Having grown out of QP magazine, the authoritative British voice in watch media, the annual event at the Saatchi Gallery in west London attracts watch lovers and industry experts from around the globe, all keen to see the latest designs and innovations in the world of luxury watchmaking.
We caught up with James Gurney, editor of QP magazine and founder of Salon QP, on the second day of the show to ask him, among other things, about the trends he has noticed this year and the overall condition of the high end watch industry.
What are your impressions of the show so far?
My impressions are pretty good. Without knowing the numbers for today, so far it’s looking quite nice and busy. And that’s what I’m looking for – to make sure all the brands have people engaging with them.
No-one is here now just for the drinks. Everyone’s here for the watches and as long as they’re moving around the gallery, finding things or interest and getting excited about watches then we feel our job is being done.
What are the trends we’re seeing this year?
Trends are very hard to have in the watch industry, as it takes such a long time for product cycles to work themselves through, but watches are getting a little bit smaller than in the past 5-6 years. I think the interesting trend is the emergence of brands that aren’t trying to be the next mega watch maker but are looking to talk to a broader audience who don’t just like watches, but who like good things in life. A brand like Schofield, for example, their watches come in a whole cloud of nice things whether it’s straps made from cricket ball leather or whatever.

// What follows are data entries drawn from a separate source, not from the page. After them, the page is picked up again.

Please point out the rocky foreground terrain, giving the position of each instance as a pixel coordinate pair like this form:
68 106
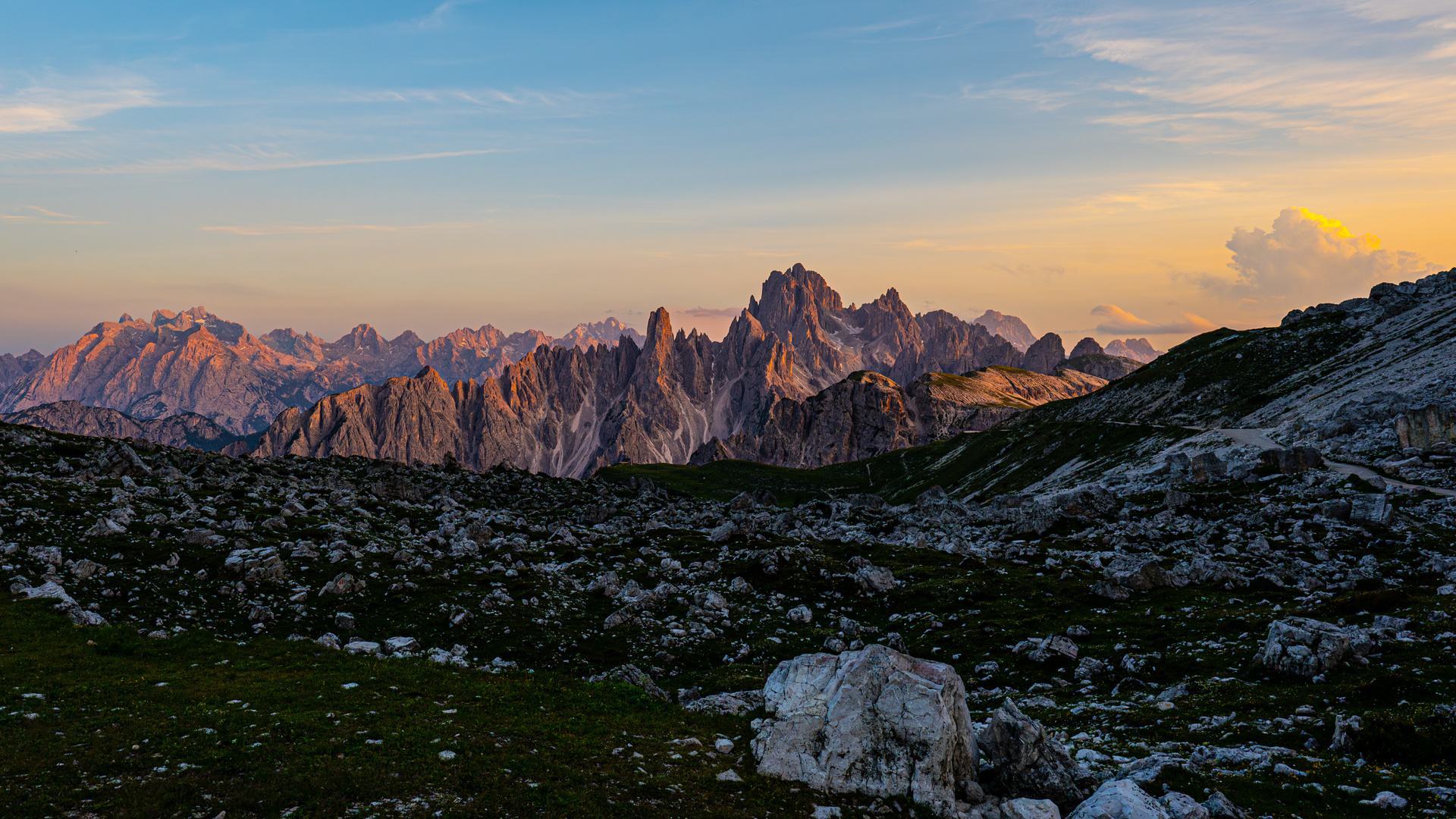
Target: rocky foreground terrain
1220 585
601 395
1216 630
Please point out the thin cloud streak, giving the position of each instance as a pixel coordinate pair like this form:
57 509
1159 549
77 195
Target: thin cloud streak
218 164
1120 322
1228 74
316 229
63 104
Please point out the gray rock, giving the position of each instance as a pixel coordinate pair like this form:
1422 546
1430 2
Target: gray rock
1027 809
1293 461
1024 760
1147 768
85 569
1090 668
1110 591
344 583
1052 646
1369 507
730 704
871 577
637 676
1310 648
1206 466
606 585
400 646
1120 799
874 722
1219 805
1138 573
1183 806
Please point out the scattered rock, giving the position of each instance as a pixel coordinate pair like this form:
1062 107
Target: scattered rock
637 676
1310 648
1120 799
874 722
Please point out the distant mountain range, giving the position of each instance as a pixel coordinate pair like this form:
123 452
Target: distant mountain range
199 362
601 394
680 397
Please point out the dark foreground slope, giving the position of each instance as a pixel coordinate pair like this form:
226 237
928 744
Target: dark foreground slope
513 566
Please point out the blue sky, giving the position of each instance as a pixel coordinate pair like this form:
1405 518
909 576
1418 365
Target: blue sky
427 167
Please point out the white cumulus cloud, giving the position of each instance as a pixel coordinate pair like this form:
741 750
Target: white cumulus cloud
1310 257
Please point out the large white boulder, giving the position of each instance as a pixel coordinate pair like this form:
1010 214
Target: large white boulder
873 722
1310 648
1120 799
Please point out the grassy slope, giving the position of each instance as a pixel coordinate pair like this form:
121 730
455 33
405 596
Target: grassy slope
193 726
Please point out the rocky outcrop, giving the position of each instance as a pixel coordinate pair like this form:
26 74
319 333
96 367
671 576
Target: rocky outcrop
1101 365
182 430
1308 648
1426 428
873 722
15 366
1011 328
1122 799
588 335
1044 356
1025 761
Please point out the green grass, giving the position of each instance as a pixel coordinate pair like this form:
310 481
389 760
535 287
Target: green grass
193 726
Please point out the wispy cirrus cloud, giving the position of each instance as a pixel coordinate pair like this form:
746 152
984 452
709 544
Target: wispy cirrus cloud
1228 72
523 102
64 104
237 159
710 312
46 216
1119 322
331 228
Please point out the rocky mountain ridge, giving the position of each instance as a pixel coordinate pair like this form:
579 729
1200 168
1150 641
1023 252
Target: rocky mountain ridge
870 414
181 430
568 411
197 362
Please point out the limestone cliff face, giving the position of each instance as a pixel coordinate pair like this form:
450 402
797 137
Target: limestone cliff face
15 366
182 430
573 409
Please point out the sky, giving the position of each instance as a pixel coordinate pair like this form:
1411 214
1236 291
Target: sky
1109 168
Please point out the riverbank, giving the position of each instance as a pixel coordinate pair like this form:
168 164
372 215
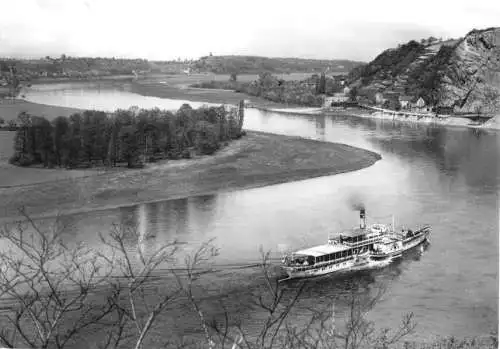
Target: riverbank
176 88
10 109
256 160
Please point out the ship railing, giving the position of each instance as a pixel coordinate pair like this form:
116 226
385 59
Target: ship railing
316 265
363 242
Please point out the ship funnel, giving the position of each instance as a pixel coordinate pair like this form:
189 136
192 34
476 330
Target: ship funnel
362 218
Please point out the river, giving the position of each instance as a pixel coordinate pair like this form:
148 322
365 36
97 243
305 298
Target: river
446 177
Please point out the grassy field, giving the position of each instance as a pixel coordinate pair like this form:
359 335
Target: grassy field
10 109
177 87
258 159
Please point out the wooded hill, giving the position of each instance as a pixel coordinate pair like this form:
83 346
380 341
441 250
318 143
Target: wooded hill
463 73
256 65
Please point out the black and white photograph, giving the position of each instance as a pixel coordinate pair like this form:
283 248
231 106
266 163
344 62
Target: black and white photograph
219 174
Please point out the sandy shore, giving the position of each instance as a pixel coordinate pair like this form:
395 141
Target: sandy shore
258 159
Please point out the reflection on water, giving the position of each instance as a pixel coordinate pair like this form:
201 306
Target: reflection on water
445 177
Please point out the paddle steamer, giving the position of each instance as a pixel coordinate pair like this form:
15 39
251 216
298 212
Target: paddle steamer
352 249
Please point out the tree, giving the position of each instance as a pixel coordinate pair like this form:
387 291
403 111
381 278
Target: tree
42 315
353 93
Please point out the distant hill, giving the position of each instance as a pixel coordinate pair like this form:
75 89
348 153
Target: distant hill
256 64
462 73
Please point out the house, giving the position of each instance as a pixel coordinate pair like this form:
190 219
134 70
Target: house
379 98
336 100
420 103
391 100
405 101
444 110
340 98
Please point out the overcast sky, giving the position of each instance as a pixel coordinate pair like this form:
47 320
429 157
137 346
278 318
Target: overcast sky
162 29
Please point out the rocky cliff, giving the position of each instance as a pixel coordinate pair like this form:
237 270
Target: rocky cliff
463 73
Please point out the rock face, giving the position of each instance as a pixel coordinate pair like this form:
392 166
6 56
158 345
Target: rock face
472 80
463 73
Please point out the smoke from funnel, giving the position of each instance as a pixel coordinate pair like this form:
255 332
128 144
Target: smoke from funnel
356 203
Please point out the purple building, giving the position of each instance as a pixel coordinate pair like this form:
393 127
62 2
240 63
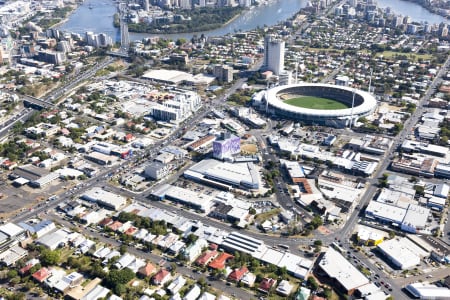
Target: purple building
226 146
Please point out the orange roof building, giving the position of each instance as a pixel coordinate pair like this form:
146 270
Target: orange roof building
41 274
219 262
237 274
206 257
148 270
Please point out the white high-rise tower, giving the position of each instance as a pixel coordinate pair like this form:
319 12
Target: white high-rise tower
274 54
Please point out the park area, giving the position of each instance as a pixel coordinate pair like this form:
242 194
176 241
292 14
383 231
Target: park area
315 103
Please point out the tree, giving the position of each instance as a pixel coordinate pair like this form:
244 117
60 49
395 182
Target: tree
123 249
316 222
117 277
173 268
191 238
50 257
313 283
16 296
391 234
420 190
202 282
12 274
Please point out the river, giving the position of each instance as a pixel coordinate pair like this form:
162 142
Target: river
97 16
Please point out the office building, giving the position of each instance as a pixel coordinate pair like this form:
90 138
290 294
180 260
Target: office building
274 54
226 146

Bremont are much the same in that respect. It’s really easy to buy into the brand, to enjoy the story. It’s not the super mega watches that were getting all the headlines 10 years ago and I think that’s a really healthy direction because it’s a much bigger audience. It’s perhaps less about pure horology and much more about being a brand that’s a full service brand with a great story, really good product, and it comes presented in a way that meets contemporary tastes.
Does the high end watch industry follow other luxury sectors in terms of the peaks and troughs of the market, or does it tend to follow its own course?
I think the higher up you go, it follows the same sorts of cycles as contemporary art, fine jewellery, all those other things. But all these areas have their own internal pressures, so the dominance of Patek Philippe and Rolex at auction is a phenomenon you don’t have in say the world of fine wines, so there are different things going on, but particularly in terms of the new side of the industry then yes, they face the same pressures. If the Chinese suddenly buying this year and not next year that does create problems whatever it is you’re trying to sell.
Speaking of China, is it still the market everyone is trying to reach?
Yes and what we’ve learned is the Chinese consumer of today is not the one of tomorrow. It’s a very quick-moving market. The average Chinese consumer was very brand name orientated four years ago but this is not necessarily the case now. It’s a fast, maturing market and I would guess is liable to the same individual fluctuations as everyone else.
My guess is that to look after the Chinese market will be a matter of making sure you have the right things in place in terms of language, payment systems, and just the way you look after clients generally. But if you just try to create products for the Chinese market you will fall flat on your face.
Can you tell us about the valuations service on offer at the show?
Bonhams are here, Watch Finder are here, Watches of Knightsbrige are here and they are all engaged in pre-owned or vintage watches.
Bonhams have been part of Salon QP pretty much from the start, and it’s a growing part of the watch world. Particularly the pre-owned side of watches, just because there’s so many watches out there. The growth of luxury watches has been going on for 15-20 years and now there’s watches out there that are part of the eco-system.
And what about the Gems of Time exhibition this year?
That’s a really interesting extension for us. High jewellery watches is one of the more interesting sectors creatively in the whole business and it just seems to be having its moment right about now. Also, by default, Salon QP is an essentially male oriented event, but if you look at the visitors, it’s not 90% male, it’s nearer 50/50, so we thought we have to offer something that’s more female oriented.
The other thing that’s interesting is that it’s a much more curated approach than we have in the rest of the show. It is watches chosen that follow a theme that’s been set out, and the brands who are involved have been asked to help illustrate that. It’s staged and curated in a much more overt way than in the rest of the galleries.
Finally, what do you think will be the major innovations in luxury watches over the next 5-10 years?
I wish I knew! I suspect that it will with things like case making and dial making, which are actually very difficult but unsung skills. In terms of watch technology, I think what you’ll see is a wider feed through of technologies that are already there. Omega’s movements are now by default magnetic, silicon-based and you will see that spread through the industry so that the critical parts are by default the silicon or similar rather than, for example, brass. In terms of style, don’t ask me!